No matter how much the public wants them to go away, Alabama simply cannot stop winning National Championships under Nick Saban. After closing out their fifth championship under Saban, Alabama football can only be referred to as a dynasty. Let’s take a look at the greatest dynasties in the history of college football.
Notre Dame 1941 – 1949
During World War II, no school could match the success of the Fighting Irish. They won four National Championships and placed in the AP Top 10 in all nine years. In 1943, they won a ring even though their Heisman-winning quarterback was called to active duty six games into the season.
Miami 1983 – 1992
In 1983, the mustachioed Howard Schnellenberger led The U to a championship win over Nebraska ushering in an era of unmatched attitude on Coral Gables.
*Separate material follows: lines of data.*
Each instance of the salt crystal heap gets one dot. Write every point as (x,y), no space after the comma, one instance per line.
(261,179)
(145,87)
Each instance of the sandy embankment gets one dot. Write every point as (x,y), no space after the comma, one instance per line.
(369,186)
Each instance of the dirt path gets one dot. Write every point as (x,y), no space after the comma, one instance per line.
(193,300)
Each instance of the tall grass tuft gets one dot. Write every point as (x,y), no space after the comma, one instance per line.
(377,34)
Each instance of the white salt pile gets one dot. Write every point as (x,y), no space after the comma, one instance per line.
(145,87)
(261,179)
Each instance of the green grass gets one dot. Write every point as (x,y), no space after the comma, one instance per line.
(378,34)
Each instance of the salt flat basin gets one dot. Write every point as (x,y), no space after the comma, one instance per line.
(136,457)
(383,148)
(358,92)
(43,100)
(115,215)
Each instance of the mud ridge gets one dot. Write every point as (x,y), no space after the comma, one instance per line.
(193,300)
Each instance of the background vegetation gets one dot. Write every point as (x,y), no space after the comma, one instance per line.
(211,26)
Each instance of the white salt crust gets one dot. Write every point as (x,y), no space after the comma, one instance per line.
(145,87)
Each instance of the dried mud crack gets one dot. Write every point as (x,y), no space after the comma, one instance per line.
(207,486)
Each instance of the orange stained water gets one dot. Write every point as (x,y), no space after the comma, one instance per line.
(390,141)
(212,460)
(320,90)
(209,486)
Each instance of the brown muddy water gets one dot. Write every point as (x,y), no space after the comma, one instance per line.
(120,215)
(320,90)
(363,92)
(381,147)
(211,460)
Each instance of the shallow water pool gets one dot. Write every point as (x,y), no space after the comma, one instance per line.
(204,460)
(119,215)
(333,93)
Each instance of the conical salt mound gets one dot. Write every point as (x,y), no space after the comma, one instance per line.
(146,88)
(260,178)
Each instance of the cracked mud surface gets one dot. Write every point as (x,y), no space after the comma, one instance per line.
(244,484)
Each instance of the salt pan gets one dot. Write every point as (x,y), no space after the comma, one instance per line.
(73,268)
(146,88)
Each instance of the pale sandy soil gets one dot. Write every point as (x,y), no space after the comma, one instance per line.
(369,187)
Even with three coaches over a decade, The U won four titles and finished out of the top ten only once. Two of its quarterbacks took home Heisman trophies.
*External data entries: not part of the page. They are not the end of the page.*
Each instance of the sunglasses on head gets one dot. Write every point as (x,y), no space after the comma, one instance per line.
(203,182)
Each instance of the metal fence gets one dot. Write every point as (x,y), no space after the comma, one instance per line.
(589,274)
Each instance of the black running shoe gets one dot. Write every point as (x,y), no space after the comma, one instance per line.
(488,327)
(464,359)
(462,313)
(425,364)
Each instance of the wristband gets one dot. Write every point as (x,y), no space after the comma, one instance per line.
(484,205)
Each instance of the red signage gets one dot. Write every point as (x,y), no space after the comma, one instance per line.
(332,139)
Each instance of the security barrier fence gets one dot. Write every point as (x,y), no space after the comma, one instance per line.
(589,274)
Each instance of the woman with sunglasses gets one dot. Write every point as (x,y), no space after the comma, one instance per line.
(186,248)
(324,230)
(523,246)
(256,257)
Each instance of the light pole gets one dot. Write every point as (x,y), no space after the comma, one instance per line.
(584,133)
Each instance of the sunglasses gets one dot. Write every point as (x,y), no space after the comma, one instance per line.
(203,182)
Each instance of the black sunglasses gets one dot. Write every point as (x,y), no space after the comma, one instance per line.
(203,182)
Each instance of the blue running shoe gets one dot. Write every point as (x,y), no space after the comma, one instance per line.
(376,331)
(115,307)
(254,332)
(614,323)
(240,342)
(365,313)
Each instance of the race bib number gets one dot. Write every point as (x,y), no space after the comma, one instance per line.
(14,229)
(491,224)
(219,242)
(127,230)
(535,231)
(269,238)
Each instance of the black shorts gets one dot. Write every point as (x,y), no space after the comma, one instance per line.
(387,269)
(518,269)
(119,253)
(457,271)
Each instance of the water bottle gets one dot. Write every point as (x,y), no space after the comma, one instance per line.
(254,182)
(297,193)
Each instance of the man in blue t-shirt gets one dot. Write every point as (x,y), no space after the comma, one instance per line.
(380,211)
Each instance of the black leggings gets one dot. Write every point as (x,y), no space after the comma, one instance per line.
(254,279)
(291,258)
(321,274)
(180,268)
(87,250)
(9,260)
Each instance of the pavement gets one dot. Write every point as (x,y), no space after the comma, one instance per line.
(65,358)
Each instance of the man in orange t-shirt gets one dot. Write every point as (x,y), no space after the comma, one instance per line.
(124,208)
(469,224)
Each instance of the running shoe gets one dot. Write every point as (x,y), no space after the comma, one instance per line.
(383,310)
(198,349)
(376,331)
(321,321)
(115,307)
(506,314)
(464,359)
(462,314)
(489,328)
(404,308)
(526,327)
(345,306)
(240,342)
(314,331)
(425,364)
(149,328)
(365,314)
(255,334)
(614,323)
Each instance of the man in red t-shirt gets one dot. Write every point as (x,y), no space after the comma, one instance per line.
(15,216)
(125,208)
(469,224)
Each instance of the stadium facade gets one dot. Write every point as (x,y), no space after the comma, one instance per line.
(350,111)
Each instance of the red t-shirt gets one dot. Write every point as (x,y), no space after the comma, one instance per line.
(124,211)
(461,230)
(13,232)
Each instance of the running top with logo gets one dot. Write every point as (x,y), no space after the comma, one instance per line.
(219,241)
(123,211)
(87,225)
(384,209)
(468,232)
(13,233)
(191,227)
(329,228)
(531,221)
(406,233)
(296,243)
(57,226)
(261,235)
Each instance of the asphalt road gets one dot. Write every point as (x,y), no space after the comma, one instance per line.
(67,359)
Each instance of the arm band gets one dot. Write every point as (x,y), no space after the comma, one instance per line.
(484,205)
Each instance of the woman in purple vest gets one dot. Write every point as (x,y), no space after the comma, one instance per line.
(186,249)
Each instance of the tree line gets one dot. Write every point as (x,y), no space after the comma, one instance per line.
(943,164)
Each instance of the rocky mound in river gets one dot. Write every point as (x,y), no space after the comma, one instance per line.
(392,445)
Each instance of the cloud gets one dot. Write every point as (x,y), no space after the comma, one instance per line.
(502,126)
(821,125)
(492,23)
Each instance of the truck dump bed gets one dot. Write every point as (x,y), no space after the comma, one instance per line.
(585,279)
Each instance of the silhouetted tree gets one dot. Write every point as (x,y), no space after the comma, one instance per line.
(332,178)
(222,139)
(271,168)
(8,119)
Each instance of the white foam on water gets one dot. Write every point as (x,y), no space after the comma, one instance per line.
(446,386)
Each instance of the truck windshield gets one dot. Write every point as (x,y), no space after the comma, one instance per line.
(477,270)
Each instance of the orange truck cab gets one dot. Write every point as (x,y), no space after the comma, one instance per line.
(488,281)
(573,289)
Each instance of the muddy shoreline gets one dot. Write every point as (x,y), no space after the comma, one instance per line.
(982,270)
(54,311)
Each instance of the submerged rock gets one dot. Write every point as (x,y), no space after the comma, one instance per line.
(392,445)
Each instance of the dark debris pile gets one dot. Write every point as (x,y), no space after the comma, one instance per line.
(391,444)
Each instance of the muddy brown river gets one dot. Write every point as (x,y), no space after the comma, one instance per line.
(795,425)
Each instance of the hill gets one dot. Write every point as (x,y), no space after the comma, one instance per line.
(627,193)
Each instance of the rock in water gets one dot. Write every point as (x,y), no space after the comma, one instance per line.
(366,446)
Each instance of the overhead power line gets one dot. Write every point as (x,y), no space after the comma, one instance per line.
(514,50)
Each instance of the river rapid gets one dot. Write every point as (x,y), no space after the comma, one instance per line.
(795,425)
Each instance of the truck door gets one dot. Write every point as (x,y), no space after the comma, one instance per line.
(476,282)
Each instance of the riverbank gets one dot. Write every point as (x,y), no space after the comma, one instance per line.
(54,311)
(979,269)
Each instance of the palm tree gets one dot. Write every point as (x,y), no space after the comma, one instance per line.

After his ill-fated two-point try versus Miami in 1983, Tom Osborne was determined to get his elusive championship. His Cornhuskers eventually won three titles in four years under Osborne’s leadership.
Even though the forward pass was not yet legal, Michigan football was THE team at the turn of the century. Coach Fielding Yost went 55-1 and impressively did not allow a point in the 1901 season. Although there were no polls at the time, they are considered the champions in four of these five seasons.
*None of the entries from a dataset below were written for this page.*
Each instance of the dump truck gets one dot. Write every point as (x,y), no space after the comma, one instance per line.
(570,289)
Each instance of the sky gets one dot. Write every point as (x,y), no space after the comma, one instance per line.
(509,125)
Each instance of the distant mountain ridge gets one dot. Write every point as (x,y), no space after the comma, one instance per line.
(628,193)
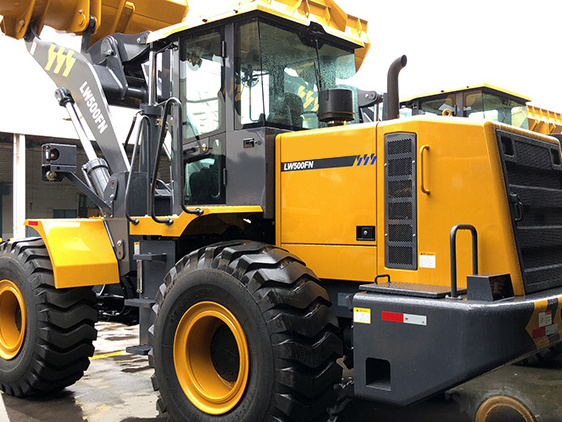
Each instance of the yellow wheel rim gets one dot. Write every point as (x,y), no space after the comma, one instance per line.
(12,320)
(206,333)
(501,408)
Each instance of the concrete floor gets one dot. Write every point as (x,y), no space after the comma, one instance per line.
(117,388)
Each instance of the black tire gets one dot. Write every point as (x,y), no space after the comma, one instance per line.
(292,336)
(59,324)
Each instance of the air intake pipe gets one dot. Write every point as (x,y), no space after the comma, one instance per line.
(391,102)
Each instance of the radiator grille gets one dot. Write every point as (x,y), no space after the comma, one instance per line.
(533,177)
(400,200)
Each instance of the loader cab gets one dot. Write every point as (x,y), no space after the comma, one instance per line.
(475,102)
(241,82)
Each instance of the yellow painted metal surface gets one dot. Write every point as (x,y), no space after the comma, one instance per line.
(544,121)
(128,17)
(148,227)
(488,87)
(464,177)
(338,262)
(13,319)
(202,384)
(80,251)
(324,12)
(319,209)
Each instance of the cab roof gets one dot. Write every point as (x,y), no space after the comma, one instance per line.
(324,12)
(484,87)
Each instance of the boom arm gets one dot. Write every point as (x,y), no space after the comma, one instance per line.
(73,16)
(71,70)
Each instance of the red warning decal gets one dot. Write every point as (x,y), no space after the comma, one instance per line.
(404,318)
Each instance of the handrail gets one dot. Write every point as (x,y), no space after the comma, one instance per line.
(144,119)
(453,245)
(422,168)
(167,108)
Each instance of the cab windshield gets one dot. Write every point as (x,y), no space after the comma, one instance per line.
(478,104)
(280,73)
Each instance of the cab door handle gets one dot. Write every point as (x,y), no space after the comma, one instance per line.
(423,187)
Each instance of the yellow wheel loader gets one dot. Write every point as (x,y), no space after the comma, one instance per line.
(262,230)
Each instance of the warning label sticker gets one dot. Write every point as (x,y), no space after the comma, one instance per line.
(362,315)
(427,261)
(545,318)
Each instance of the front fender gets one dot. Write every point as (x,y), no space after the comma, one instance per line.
(80,251)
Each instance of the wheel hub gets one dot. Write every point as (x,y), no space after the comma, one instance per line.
(12,320)
(211,357)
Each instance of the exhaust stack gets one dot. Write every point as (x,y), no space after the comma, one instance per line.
(391,100)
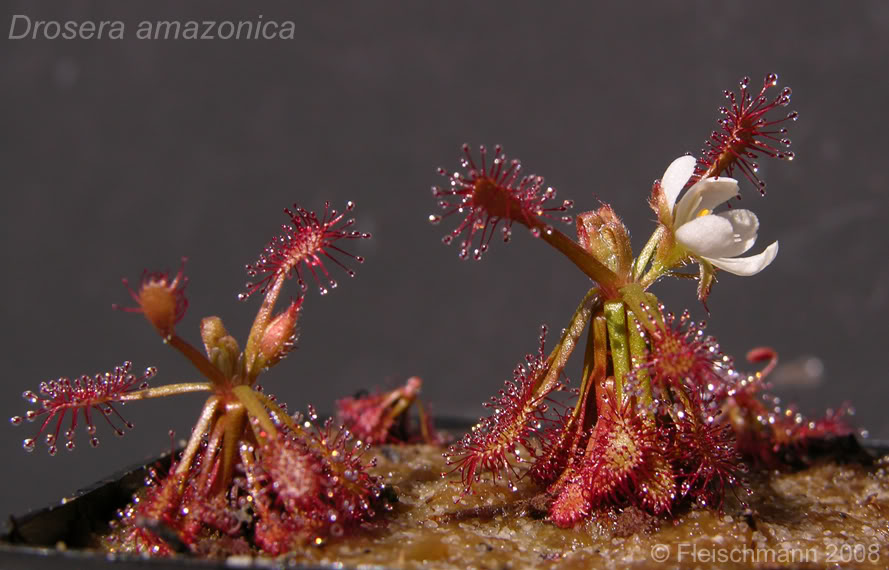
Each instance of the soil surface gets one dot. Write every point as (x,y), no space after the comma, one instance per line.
(828,515)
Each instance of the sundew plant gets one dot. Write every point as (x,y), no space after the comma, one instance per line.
(661,414)
(251,475)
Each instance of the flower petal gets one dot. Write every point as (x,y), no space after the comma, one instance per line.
(707,236)
(746,266)
(706,194)
(676,176)
(745,224)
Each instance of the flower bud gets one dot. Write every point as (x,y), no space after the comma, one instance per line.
(161,299)
(279,336)
(604,236)
(212,330)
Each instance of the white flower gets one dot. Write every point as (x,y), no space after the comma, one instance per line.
(718,238)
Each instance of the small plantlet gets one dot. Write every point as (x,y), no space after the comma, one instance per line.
(251,476)
(661,414)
A few teams dominated college football in the 60s and 70s. Bear Bryant’s Alabama team was one of the most dominant. They finished top ten nine straight years and won three titles after Bryant returned to his alma mater.
We’d be remiss not to include this year’s national champions. Five titles in nine seasons is unheard of in today’s game, yet Saban and Alabama have shown no signs of slowing down.